Este país desmemoriado, que comienza a mirar al 2022; este país indiferente, que cree que nada puede cambiar a la sombra de los gamonales de siempre; este país insensible, que va de caída en caída, necesita que lo azucen todos los días durante los próximos nueve meses, recordándoles esas veleidades y esos caprichos, para que el adormecimiento en medio de la campaña por culpa de la rabia y el miedo, que busca alejar el interés y los votantes, por una vez en la historia no lo lleve a tropezar, una vez más, con la misma piedra. Que se queden. www.mariomorales.info y @marioemorales

La amnistía y el rabo de paja

Es el todo o nada. No les sirve negociar o ceder, y si retroceden un poco es para tomar impulso. Es la visión totalitaria de los poderes paralelos que hoy tenemos y que proponen, una vez más, la “amnistía general” a ver si pueden alejar su rabo de paja de la candela que hoy solo atizan las víctimas —y quienes las apoyan— del conflicto más degradado de que tengamos noticia. (Publica el Espectador)

Por eso no les interesa la verdad, ni la justicia ni la reparación, sino acudir, como si estuviéramos hablando de una lista de morosos tributarios, a la manida estrategia del borrón y cuenta nueva que tanto daño ha hecho al país, a su construcción de valores, a la autoestima nacional y al respeto por la ley… Como si el problema fuera exclusivamente, como siempre, la suerte de los autores materiales e intelectuales de delitos y desmanes. Una amnistía de sastre y a la medida, que no es más que el camino del atajo para evitar el largo y, a veces, tedioso proceso de reconciliación con el cumplimiento previo de requisitos, pero también es la patente de corso para seguir en las mismas y con los mismos ahora que llega el 2022, el año del reencauche electorero.

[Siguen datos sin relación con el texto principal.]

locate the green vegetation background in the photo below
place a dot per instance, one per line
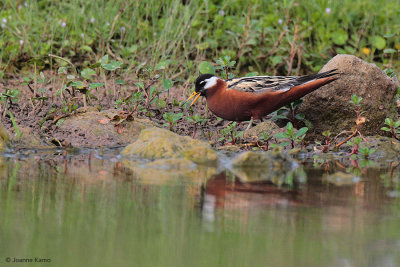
(274, 37)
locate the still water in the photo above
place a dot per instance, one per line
(93, 209)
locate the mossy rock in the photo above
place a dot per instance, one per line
(157, 143)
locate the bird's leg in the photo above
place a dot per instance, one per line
(250, 124)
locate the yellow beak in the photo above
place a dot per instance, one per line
(195, 95)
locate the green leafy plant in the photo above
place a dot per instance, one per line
(289, 113)
(366, 151)
(196, 120)
(292, 136)
(224, 64)
(327, 134)
(355, 144)
(230, 134)
(263, 140)
(172, 119)
(393, 127)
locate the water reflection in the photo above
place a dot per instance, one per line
(76, 207)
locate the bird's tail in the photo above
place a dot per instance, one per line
(311, 83)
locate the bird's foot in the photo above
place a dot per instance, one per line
(250, 124)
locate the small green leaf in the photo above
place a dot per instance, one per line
(301, 131)
(87, 73)
(389, 51)
(281, 135)
(160, 103)
(289, 126)
(95, 65)
(206, 67)
(339, 37)
(378, 42)
(78, 84)
(86, 48)
(140, 84)
(162, 65)
(284, 143)
(121, 82)
(95, 85)
(251, 74)
(113, 65)
(104, 59)
(389, 121)
(167, 84)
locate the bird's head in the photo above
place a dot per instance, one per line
(202, 84)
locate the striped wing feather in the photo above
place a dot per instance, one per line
(261, 84)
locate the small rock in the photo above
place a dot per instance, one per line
(328, 108)
(271, 165)
(29, 139)
(341, 178)
(95, 129)
(4, 139)
(268, 127)
(158, 143)
(169, 170)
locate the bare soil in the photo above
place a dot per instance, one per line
(42, 112)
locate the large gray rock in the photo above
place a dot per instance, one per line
(328, 108)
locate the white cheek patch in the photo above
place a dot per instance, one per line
(210, 82)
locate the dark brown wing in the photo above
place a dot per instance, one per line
(261, 84)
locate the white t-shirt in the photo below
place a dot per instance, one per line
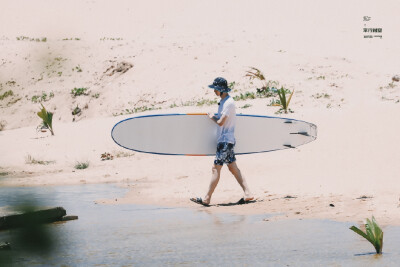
(226, 132)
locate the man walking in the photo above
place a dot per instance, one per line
(226, 120)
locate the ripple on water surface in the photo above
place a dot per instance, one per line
(110, 235)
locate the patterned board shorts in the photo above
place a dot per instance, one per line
(225, 154)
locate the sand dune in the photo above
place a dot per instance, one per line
(342, 82)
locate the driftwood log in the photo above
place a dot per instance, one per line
(34, 217)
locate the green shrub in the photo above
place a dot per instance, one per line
(283, 101)
(79, 91)
(81, 165)
(373, 233)
(6, 94)
(47, 119)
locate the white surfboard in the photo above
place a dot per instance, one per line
(194, 134)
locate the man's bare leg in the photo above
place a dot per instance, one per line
(233, 168)
(216, 173)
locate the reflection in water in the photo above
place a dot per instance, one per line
(141, 235)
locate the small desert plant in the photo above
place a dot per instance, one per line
(283, 102)
(373, 233)
(244, 96)
(77, 69)
(123, 154)
(246, 106)
(78, 91)
(255, 73)
(107, 156)
(81, 165)
(2, 125)
(47, 120)
(31, 160)
(42, 98)
(6, 94)
(76, 111)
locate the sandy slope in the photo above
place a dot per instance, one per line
(177, 48)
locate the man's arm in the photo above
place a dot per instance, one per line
(219, 121)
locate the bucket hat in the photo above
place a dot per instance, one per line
(221, 85)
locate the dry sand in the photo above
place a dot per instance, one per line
(341, 82)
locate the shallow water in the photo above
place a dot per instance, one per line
(140, 235)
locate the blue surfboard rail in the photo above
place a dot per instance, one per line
(189, 114)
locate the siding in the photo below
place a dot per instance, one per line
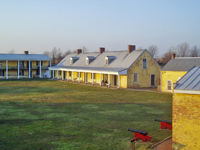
(186, 121)
(170, 75)
(144, 79)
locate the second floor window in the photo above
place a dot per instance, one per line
(144, 63)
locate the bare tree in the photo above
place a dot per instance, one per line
(47, 53)
(153, 50)
(183, 49)
(84, 49)
(59, 55)
(194, 52)
(12, 51)
(67, 52)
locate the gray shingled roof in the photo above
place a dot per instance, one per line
(123, 59)
(190, 81)
(14, 57)
(181, 64)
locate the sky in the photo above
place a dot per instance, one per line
(40, 25)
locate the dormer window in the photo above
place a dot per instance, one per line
(73, 60)
(89, 59)
(109, 59)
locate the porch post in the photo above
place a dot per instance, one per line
(62, 74)
(29, 69)
(18, 69)
(118, 82)
(40, 69)
(108, 78)
(92, 79)
(100, 79)
(6, 69)
(85, 77)
(73, 76)
(67, 75)
(79, 77)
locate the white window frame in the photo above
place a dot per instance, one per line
(137, 77)
(143, 63)
(168, 85)
(59, 73)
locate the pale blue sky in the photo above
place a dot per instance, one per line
(40, 25)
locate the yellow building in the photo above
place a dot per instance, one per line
(186, 112)
(174, 70)
(24, 65)
(129, 68)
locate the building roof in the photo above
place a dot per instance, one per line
(14, 57)
(181, 64)
(122, 59)
(190, 82)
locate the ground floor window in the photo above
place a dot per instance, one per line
(59, 73)
(1, 73)
(70, 73)
(169, 85)
(135, 77)
(93, 74)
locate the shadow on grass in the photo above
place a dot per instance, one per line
(27, 90)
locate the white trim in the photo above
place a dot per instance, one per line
(18, 69)
(79, 78)
(171, 85)
(137, 77)
(142, 63)
(88, 71)
(29, 69)
(100, 79)
(187, 91)
(40, 68)
(118, 82)
(154, 80)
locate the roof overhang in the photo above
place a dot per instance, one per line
(113, 71)
(187, 91)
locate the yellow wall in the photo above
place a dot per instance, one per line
(170, 75)
(11, 63)
(144, 75)
(123, 81)
(186, 121)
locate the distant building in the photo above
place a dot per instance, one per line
(175, 69)
(186, 111)
(24, 65)
(129, 68)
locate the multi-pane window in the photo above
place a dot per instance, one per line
(144, 63)
(169, 85)
(70, 73)
(135, 77)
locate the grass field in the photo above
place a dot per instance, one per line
(45, 114)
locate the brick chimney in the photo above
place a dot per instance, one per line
(173, 56)
(131, 48)
(26, 52)
(101, 50)
(79, 51)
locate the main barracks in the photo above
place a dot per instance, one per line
(122, 69)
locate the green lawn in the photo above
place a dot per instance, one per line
(45, 114)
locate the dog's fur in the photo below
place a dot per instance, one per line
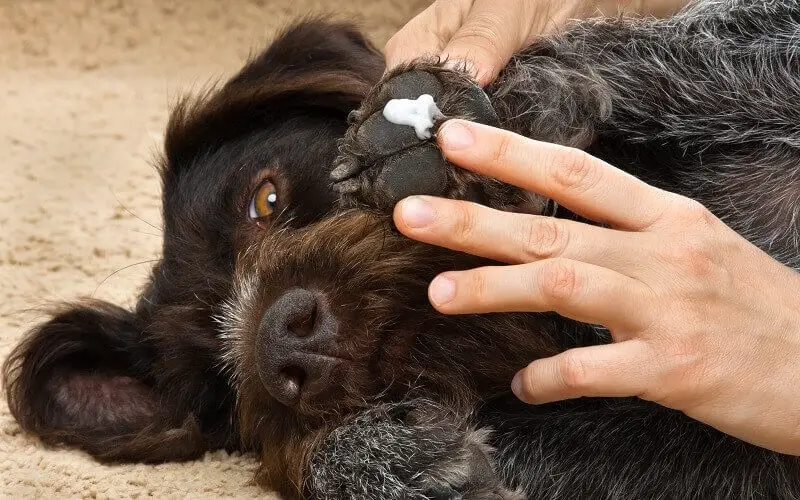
(703, 104)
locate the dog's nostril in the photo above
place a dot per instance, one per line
(292, 379)
(303, 326)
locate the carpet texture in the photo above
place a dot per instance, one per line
(85, 90)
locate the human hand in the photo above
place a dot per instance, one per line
(484, 34)
(702, 320)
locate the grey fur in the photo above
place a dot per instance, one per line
(705, 104)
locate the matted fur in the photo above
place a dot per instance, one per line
(703, 104)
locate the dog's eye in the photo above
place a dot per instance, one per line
(264, 201)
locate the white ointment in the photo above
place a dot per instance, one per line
(418, 113)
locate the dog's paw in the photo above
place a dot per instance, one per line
(381, 162)
(414, 450)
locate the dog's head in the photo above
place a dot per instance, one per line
(271, 312)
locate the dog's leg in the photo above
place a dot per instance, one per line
(414, 450)
(704, 99)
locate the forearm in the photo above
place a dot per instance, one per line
(715, 73)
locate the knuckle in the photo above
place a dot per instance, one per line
(502, 152)
(464, 224)
(559, 282)
(573, 170)
(694, 213)
(572, 373)
(695, 257)
(543, 238)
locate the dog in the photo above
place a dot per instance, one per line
(287, 318)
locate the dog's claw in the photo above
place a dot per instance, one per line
(344, 171)
(348, 186)
(389, 160)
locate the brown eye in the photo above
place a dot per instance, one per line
(264, 201)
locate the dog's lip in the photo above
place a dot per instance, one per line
(326, 356)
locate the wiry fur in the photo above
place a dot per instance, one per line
(703, 104)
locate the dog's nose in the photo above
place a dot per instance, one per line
(296, 337)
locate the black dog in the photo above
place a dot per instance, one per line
(287, 318)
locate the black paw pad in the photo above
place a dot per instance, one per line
(381, 162)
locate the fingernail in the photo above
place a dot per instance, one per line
(516, 384)
(442, 290)
(458, 65)
(455, 135)
(417, 212)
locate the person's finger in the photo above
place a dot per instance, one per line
(582, 183)
(490, 35)
(577, 290)
(613, 370)
(427, 33)
(512, 237)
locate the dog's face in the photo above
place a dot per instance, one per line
(272, 312)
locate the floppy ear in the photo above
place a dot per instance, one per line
(315, 67)
(81, 379)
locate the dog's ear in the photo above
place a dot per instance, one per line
(81, 379)
(314, 68)
(314, 46)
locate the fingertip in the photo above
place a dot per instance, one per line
(517, 386)
(455, 135)
(415, 212)
(442, 291)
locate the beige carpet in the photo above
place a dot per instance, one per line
(85, 87)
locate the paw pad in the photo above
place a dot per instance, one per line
(381, 162)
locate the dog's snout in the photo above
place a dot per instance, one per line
(295, 348)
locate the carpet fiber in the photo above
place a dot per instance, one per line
(84, 95)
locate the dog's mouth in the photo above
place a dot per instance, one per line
(320, 315)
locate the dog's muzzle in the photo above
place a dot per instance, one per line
(296, 339)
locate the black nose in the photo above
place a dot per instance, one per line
(296, 339)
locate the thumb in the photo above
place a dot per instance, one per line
(492, 32)
(613, 370)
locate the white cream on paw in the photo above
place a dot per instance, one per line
(418, 113)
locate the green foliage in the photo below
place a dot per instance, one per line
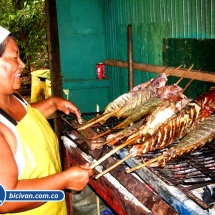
(27, 20)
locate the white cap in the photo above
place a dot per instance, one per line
(3, 34)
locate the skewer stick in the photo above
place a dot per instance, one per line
(103, 117)
(174, 70)
(117, 148)
(184, 74)
(190, 80)
(143, 165)
(164, 69)
(115, 165)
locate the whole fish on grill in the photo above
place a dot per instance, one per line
(179, 124)
(174, 128)
(165, 95)
(200, 135)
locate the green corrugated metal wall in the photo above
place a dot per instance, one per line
(151, 20)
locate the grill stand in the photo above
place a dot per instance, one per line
(171, 194)
(126, 194)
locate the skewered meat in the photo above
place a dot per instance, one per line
(201, 134)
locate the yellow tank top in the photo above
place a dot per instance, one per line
(41, 150)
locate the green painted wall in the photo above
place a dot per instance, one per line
(93, 30)
(82, 45)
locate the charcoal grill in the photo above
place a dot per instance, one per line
(192, 176)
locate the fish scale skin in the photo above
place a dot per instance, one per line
(201, 134)
(172, 130)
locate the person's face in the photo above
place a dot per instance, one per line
(11, 67)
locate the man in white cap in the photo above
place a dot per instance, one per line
(29, 150)
(3, 34)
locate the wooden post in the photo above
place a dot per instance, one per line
(56, 80)
(130, 59)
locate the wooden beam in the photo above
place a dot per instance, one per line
(201, 76)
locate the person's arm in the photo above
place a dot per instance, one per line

Por eso se le quieren atravesar, con sus proverbiales jugaditas, a la justa extensión del período de la Comisión de la Verdad. Fieles a su espíritu totalitario, también quieren adueñarse, para manipularla, de la narrativa que los involucra y delata.

Y todo a cambio de nada, salvo atornillarlos al poder, legitimar sus métodos y aplicarse el lavado de activos judiciales. Mientras, el país sigue sometido a la cruel dosis de una masacre cada tres días y al robo descarado de las arcas públicas por las mafias de siempre, que necesitan fondearse para financiar campañas que propongan otras amnistías.

Claro, de vez en cuando los asalta el miedo de encontrarse en cada elección con un país nuevo, que los termine de bajar del pedestal e interrumpa su cínico monólogo para confrontarlos con la verdad que debe comenzar por la aplicación de justicia.